Eu morava num bairro pobre de uma cidade do interior e próximo a casa da minha família tinha umas vilas de casas que terminavam num córrego.

Tinha duas pontes de madeira que que passavam por sobre o córrego. Uma das pontes dava acesso a um campinho de futebol e no final desse campo era um barranco, não tinha saída.

A outra ponte fazia ligação a uma fileira de bambuzal que ia da margem do córrego até o alto do barranco. Esse bambuzal delimitava a área do campo de futebol e do outro lado uma cerca de arame farpado de uma propriedade particular, onde não se podia entrar.

Era muito comum nos finais de tarde a molecada se reunir no campinho para jogar futebol.

Eu já tinha ouvido várias histórias sobre caras que levavam mulheres para comer neste local, pois diziam que lá era tranquilo, porque a moita de bambuzal servia de esconderijo e a visão era ampla e dava pra ver se chegasse alguém.

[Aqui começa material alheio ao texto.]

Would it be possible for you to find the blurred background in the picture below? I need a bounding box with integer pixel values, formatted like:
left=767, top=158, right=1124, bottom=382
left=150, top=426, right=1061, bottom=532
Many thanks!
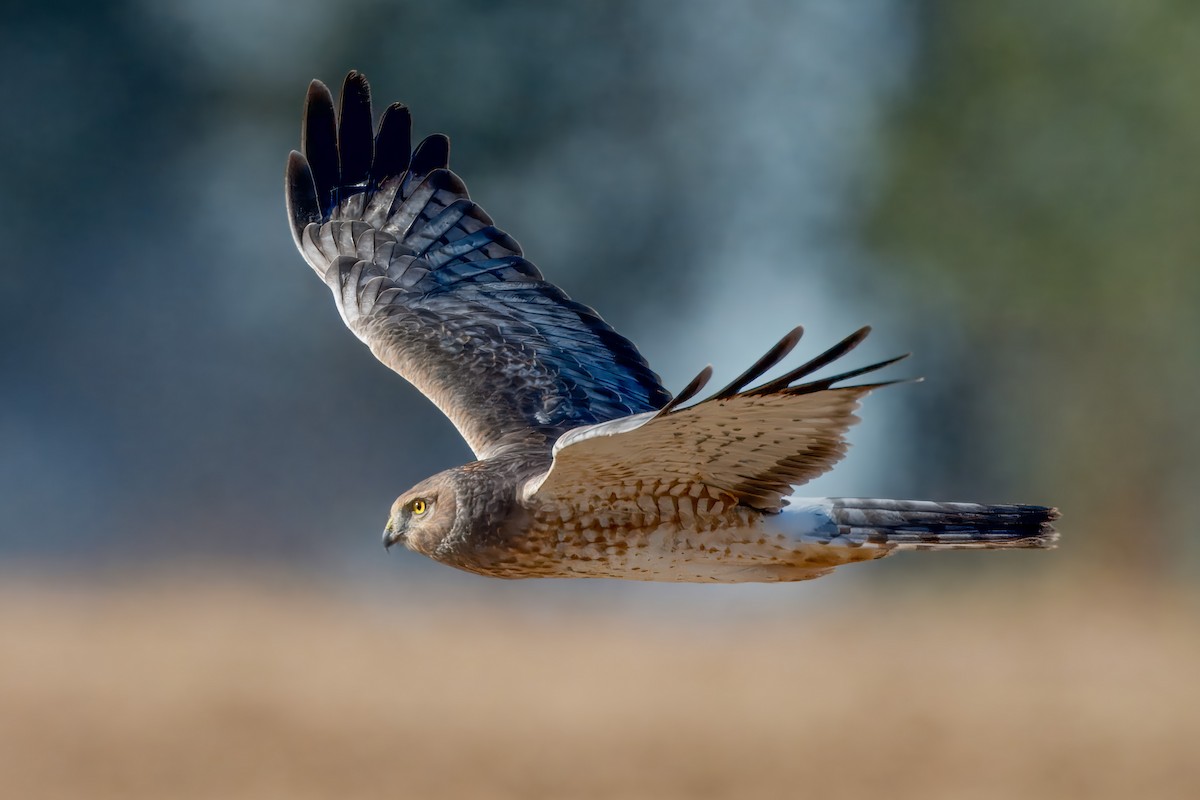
left=0, top=0, right=1200, bottom=798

Já tinha escutado várias histórias de caras mais velhos que comiam os mais novos neste local também. Inclusive na minha rua tinha um cara de mais ou menos uns 18 anos que era gay assumido, o que naquela época era mais raro. E vários colegas meus da minha idade por volta dos 12, 13 e 14 anos já haviam comido esse cara.

Eu vivia dentro de casa. Tive uma educação rígida. Meu pai era evangélico e motorista de ônibus de linha. Estava sempre viajando e então eu e meus irmãos ficávamos sob os cuidados de minha mãe que era ainda mais brava e rígida que meu pai e não nos deixava nunca ir brincar nesse campinho.

Como eu disse, eu tinha 13 anos e eu tinha dois irmão mais velhos, um de 19 e um de 15.

Meu irmão de 19 anos já trabalhava fora nessa época e esse meu irmão de 15 estava numa fase de rebeldia e não estava querendo mais obedecer minha mãe. Era questionador e passou a sair escondido para jogar bola, andar de bicicleta e namorar.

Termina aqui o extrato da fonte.